Memorability also seems to correlate with popularity. Pictures that received a high number of likes on sites like Pinterest also tended to rate as being easy to remember.
So far, researchers have not encountered memory fatigue. When shown only highly memorable images, people tend to remember all of them better – not just the most memorable of the bunch. This implies that people can be induced to remember more if they are intentionally shown more memorable things.
How can law firms choose images that potential clients remember?
If you have to use stock, amp it up.
Like all creative tools, stock photography has its advantages and disadvantages. Stock subscriptions and user-generated stock sites provide a wide variety of images from which to choose, some of which are quite good, and most of which are cost effective.
However, the easy availability of stock photography can induce image selection laziness. Do a quick search, pick one of the first few pictures you see, and done. Easy. But not distinct. Very often, our team can look at an attorney website and know immediately where the firm purchased the photo and list other firms that have used the same image. Most visitors will not be as knowledgeable about stock, but they will understand, if subconsciously, that the pictures look vaguely familiar and do not stand out as noteworthy.

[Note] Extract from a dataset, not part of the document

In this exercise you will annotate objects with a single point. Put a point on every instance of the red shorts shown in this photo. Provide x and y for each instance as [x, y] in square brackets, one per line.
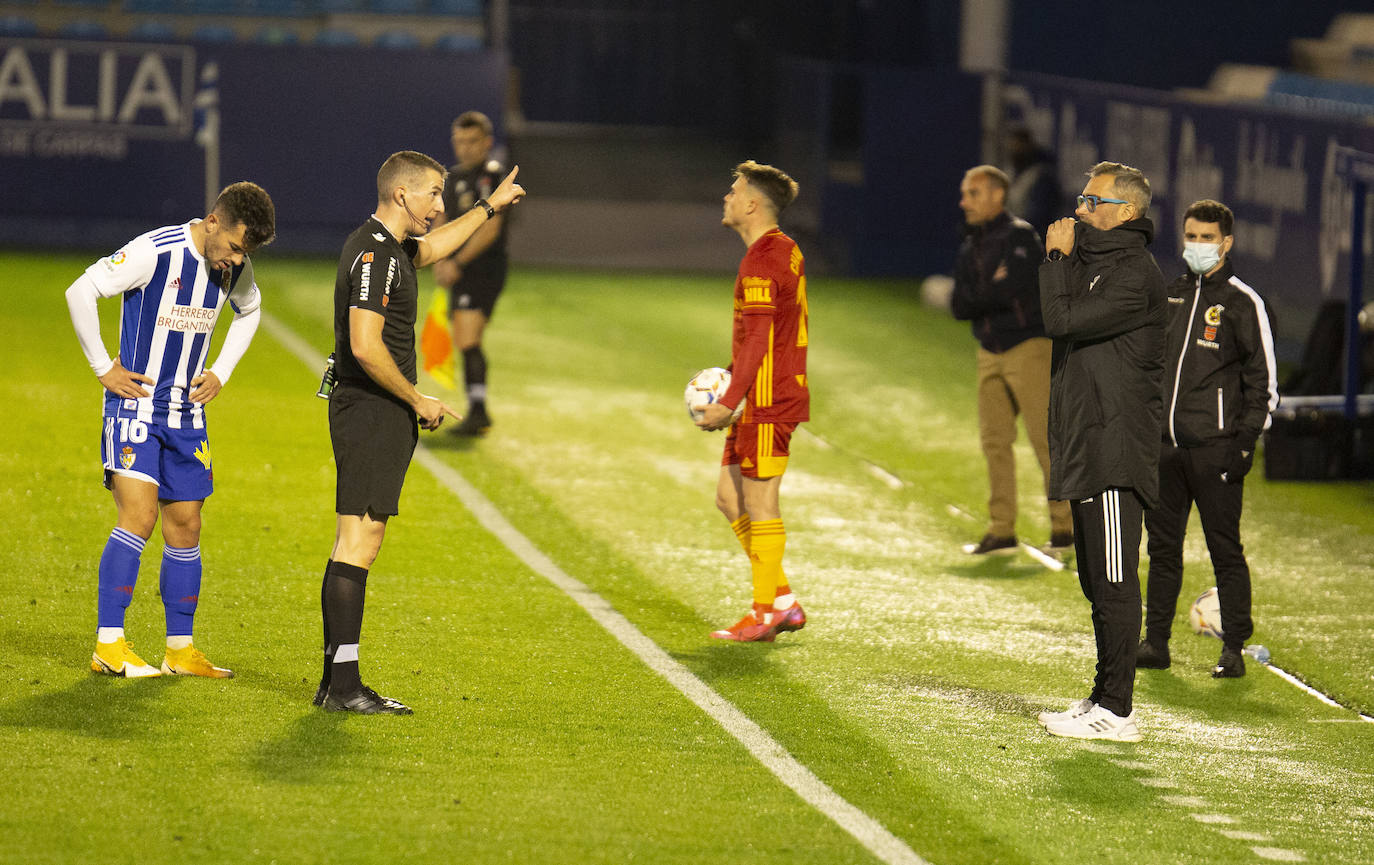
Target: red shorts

To avoid this, try customizing your stock. Take several images and combine them to make something unique. Or, combine a good stock picture with custom illustration to create visual impact. Everyone has seen the pictures of a handshake, a thoughtful business person and a courtroom. Dig deeper, get creative and be memorable.
Use custom illustrations or typography to create impact.
Imagine you are looking for a business attorney in Austin, Texas. You do a quick search and click through to a few websites, all of which are using some version of the Austin skyline and the Colorado river in a large banner at the top of the page.
Skyline pictures already receive a low memorability scores from CSAIL's algorithm. The memorability dilemma is only exacerbated by the fact that everyone is using approximately the same forgettable image.
Then, you come across a site with no picture in the header at all. Perhaps designers have created a graphic using several words in highly stylized text. This will naturally both stand out and pique curiosity.
Supplement custom photo shoots with personality.
Many firms are hiring professional photographers to handle their website photography needs. Yes, you will need a basic, professional head shot. But beyond that, try doing something unexpected.
1. Bring props: If, for example, you play an instrument or participate in a sport, bring your gear and show it off.
2. Dress down: Do not be afraid to wear a cycling jersey or a favorite cowboy hat.
3. Take photos away from the office: Have a favorite spot? Go there with a photographer and get natural shots in which you are in your element.
Choose the unexpected.
People know, basically, what lawyers do. You do not need to show them law books or gavels. And pictures of courtrooms are particularly problematic because they evoke feelings of fear and anxiety in most people. For lawyer website visitors, court is probably one of the last places they want to be. Instead, pick images that reflect your firm's personality, whether that is a close-up of a particularly cherished item in your office or a portrait in a unique location.
Everyone can be creative
Being creative and really getting behind a unique design strategy is not easy. There is safety in numbers and comfort in knowing that your firm is doing something that fits snugly into the cocoon of what others are doing. It is one thing to hear advice about distinction and uniqueness and another thing entirely to put it to practical use in the real world.
The temptation to take what appears to be a successful formula from someone else and try to replicate it may be strong. But it is, in the long term, a losing strategy.